Does the webapp push stuff in a queue and call a commandline tool like mencoder or something is there an industry standard tool ? How do you deal with concurrency (some kind of Actor model ) ? And most importantly, do you have to tune the linux kernel to achieve performance on this (just saw the LinkedIn NUMA post as well, so thinking about that)?
I am sure Youtube and all do it using the enviable Google infrastructure, but how does someone else do it
Right now there's a cron that runs every few seconds, finds the next unprocessed file, and processes it via command line. If/when volume gets really high, I'll probably have to do this somewhat differently to make sure it scales.
DistroKid uses MediaInfo to figure out what the user uploaded:
Then uses SOX for audio conversions:
And native Railo (the backend programming language I use) functions for image processing/resizing.
Hah! Really cool. I wrote a very similar script/program to do that for huge video files using tons of different case/switch methods that carve up mplayer2.
Really awesome project, BTW.
could you talk about why you chose Railo, which looks to be a fairly esoteric stack. Is it something you chose specifically for its media capabilities ?
This isn't the type of service that would do massive Youtube-like volume, so I cannot imagine that they are doing anything special to handle high volumes of uploads. I would guess that a single lower-end AWS server would do an adequate job for the volume they'll be handling.
AWS makes a lot of the concurrency issues easy (and scaling). Basically you can use their SQS ("Simple Queue Service"), add tasks to it, and when the individual drones check out a song from the queue, it's no longer available for a set amount of time.

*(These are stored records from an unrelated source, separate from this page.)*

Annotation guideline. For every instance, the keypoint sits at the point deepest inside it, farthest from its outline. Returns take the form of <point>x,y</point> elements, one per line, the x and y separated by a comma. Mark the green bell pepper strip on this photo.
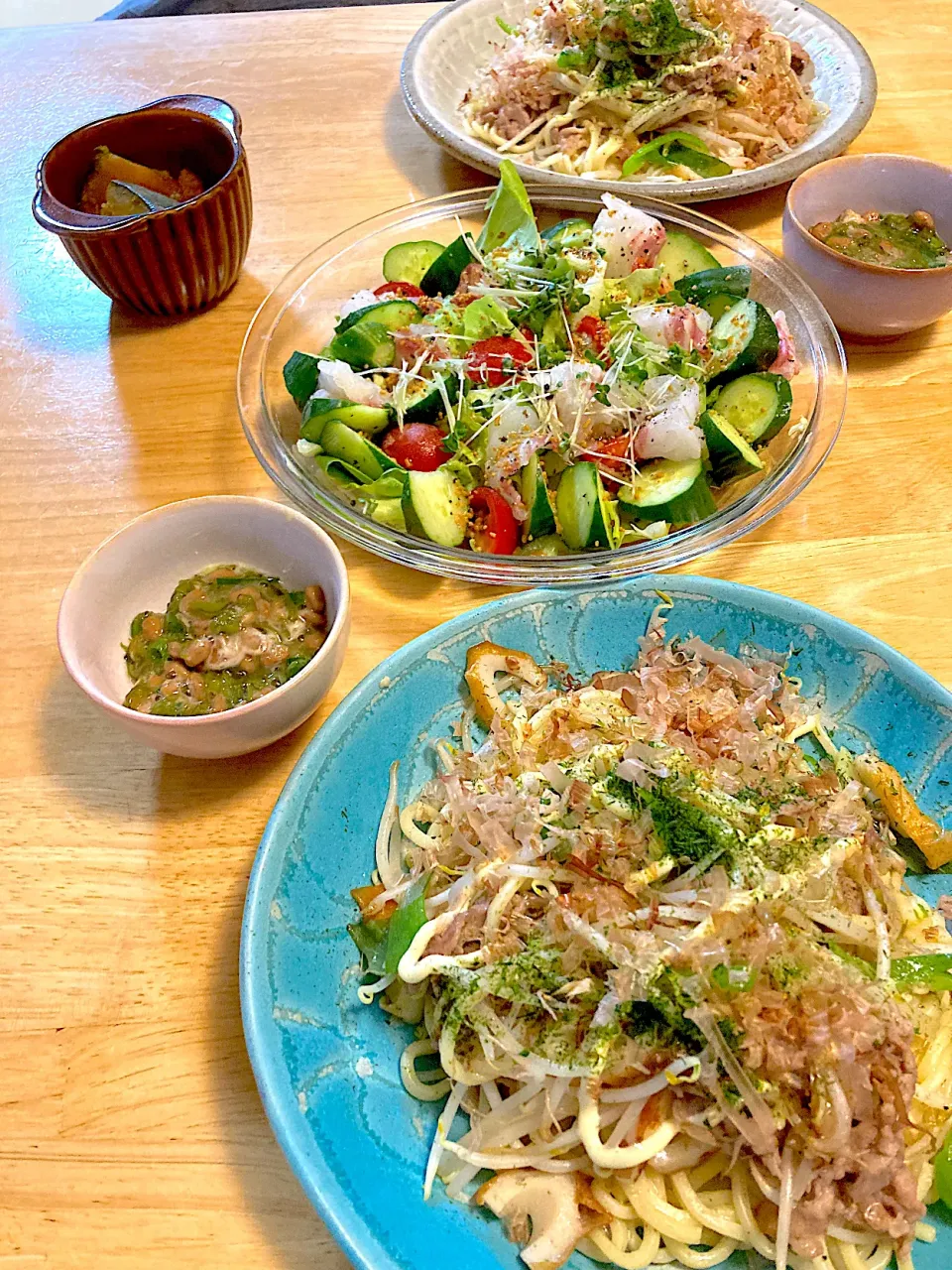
<point>733,978</point>
<point>933,970</point>
<point>943,1171</point>
<point>371,940</point>
<point>676,148</point>
<point>405,924</point>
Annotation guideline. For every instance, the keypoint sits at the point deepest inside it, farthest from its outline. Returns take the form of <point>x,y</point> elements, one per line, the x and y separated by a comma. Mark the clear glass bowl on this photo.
<point>299,316</point>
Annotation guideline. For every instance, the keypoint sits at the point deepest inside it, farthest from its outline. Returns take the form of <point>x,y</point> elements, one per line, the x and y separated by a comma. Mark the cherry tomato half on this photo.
<point>494,529</point>
<point>494,361</point>
<point>416,445</point>
<point>613,456</point>
<point>399,291</point>
<point>592,333</point>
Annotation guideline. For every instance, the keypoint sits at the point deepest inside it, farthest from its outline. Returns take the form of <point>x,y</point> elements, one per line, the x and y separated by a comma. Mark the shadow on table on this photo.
<point>176,377</point>
<point>749,212</point>
<point>874,354</point>
<point>420,159</point>
<point>99,767</point>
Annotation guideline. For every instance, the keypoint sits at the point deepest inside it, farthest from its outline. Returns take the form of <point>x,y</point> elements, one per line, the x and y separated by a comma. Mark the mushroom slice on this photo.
<point>484,662</point>
<point>904,815</point>
<point>539,1209</point>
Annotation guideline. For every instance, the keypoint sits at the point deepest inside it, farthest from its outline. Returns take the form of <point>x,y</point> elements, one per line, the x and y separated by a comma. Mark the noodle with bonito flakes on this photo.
<point>654,938</point>
<point>644,90</point>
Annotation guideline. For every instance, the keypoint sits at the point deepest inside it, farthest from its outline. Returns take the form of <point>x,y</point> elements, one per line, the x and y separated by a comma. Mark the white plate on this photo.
<point>445,53</point>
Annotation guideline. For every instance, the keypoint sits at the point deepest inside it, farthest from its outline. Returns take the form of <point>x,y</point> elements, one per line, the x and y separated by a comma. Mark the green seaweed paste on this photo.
<point>229,635</point>
<point>892,239</point>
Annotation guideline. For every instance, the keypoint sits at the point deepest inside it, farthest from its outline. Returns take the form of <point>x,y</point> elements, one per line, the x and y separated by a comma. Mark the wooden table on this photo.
<point>131,1133</point>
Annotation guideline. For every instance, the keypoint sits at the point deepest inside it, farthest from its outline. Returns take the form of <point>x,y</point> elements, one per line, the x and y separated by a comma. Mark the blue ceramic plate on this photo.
<point>326,1066</point>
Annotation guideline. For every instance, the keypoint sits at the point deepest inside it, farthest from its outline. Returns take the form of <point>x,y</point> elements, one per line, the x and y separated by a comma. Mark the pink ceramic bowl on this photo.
<point>140,567</point>
<point>870,299</point>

If the drone finishes the process completely, it removes it from the queue permanently, but if the drone fails, dies, whatever, after that time-out it gets bumped back into Queue for the next worker drone.
We use FFMPeg for conversion.
note: tracktrack.it, if you're curious about watermarking.
Plus a delayed job worker process managed by upstart, tada, got yourself a video-encoding-and-streaming system.
> And most importantly, do you have to tune the linux kernel to achieve performance on this (just saw the LinkedIn NUMA post as well, so thinking about that)
Ha, no. Definitely not until you have really significant scale - it's remarkably fast on a reasonable dedicated server and scales well across cores, run N/2 to N+1 delayed_job processes for N cores depending on how well ffmpeg et al make use of your cores. Well faster than realtime.
And yeah, it's an actor-like model, except you don't really have a problem with concurrency. You just need some kind of task queue that you add encode jobs to and a bunch of worker machines that take tasks off this queue, run them, and respond. Almost every big system seems to start looking like this.